International Data Transfers
Perseptex is based in the United States. Personal data may be processed and stored in the United States. Where personal data is transferred from the EU/UK to the United States or another third country, appropriate safeguards are applied:
- Standard Contractual Clauses (SCCs): EU Commission-approved SCCs (2021 version).
- UK International Data Transfer Addendum (IDTA): Appended to applicable SCCs for UK transfers.
Appropriate transfer mechanisms are included in agreements with all sub-processors.
Security
Perseptex protects personal data using administrative, technical, and organizational safeguards appropriate to the sensitivity of the data, including:
- Encryption at rest and in transit using industry-standard algorithms.
- Role-based access controls with multi-factor authentication.

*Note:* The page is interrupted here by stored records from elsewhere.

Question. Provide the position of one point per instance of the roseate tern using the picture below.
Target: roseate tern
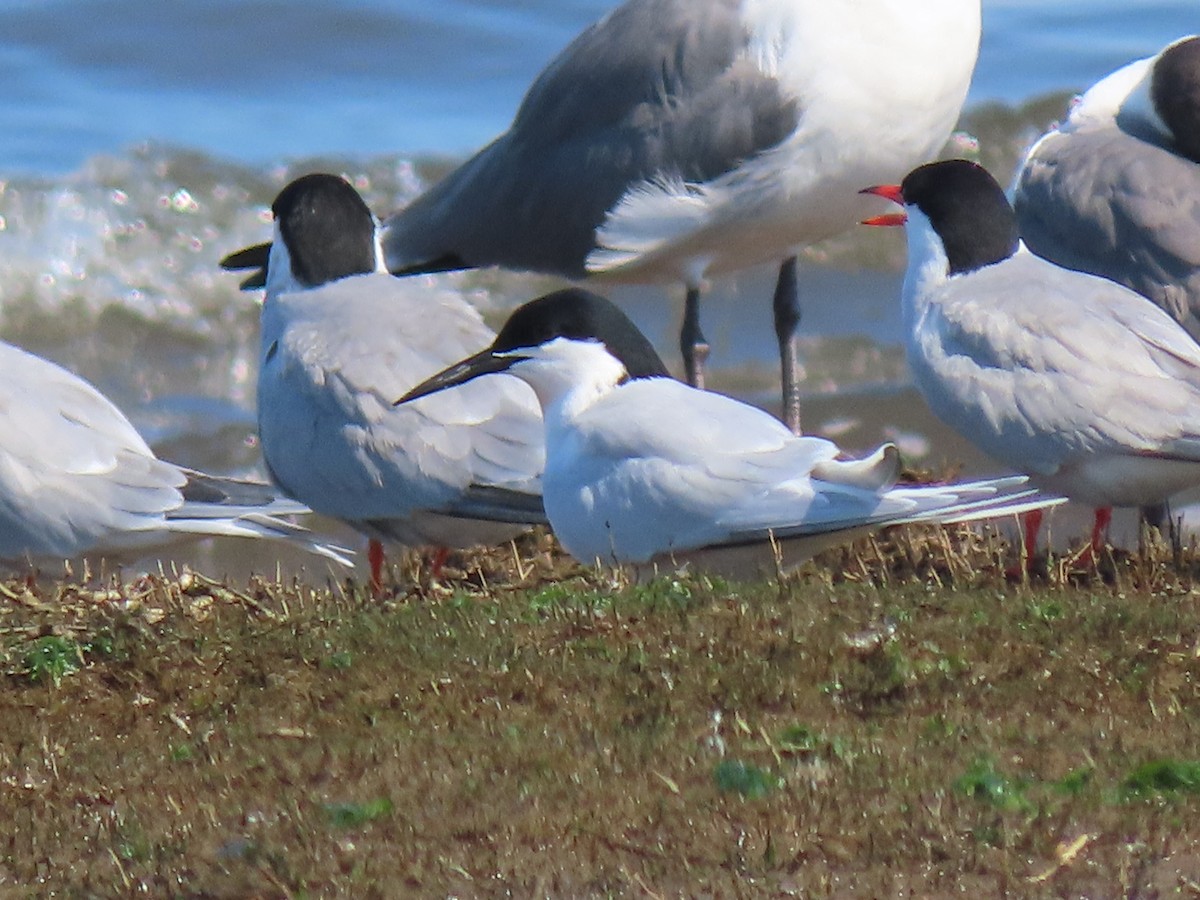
(340, 340)
(1077, 381)
(77, 480)
(646, 468)
(1115, 191)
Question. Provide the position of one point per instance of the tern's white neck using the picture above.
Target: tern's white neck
(928, 268)
(1125, 97)
(568, 377)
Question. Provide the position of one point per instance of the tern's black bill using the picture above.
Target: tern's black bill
(483, 363)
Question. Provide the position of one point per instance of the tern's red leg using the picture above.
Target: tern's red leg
(437, 561)
(375, 556)
(1031, 522)
(1101, 531)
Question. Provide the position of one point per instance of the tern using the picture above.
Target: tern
(1115, 191)
(679, 139)
(641, 469)
(340, 340)
(77, 480)
(1077, 381)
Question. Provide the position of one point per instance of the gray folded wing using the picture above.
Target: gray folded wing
(657, 90)
(1105, 202)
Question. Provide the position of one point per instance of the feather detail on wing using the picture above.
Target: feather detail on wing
(649, 216)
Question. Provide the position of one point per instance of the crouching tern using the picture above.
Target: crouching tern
(641, 469)
(78, 481)
(1079, 382)
(341, 340)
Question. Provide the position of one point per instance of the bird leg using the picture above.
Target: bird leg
(1031, 523)
(1099, 533)
(437, 561)
(787, 323)
(691, 341)
(376, 557)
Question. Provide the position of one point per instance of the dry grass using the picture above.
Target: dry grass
(897, 718)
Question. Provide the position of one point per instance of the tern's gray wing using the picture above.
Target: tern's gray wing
(658, 90)
(1104, 202)
(77, 479)
(336, 360)
(73, 471)
(1042, 365)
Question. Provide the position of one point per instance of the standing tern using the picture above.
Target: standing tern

- Development performed in hardened, cloud-managed environments.
- Managed browser policies enforced on all endpoints.
- Audit logging of access to personal data.
- Documented incident response procedures.
Security incidents affecting personal data will be assessed promptly. Where required by law, affected individuals and relevant authorities will be notified without undue delay.
Client Responsibilities
Clients remain responsible for compliance with all applicable laws, including:
- HIPAA (for US-based healthcare entities).
- GDPR (for EU data subjects).
- State privacy laws applicable to the Data Controller’s jurisdiction and operations, to the extent such laws impose obligations on data processors or data handlers, and only as expressly required by applicable law.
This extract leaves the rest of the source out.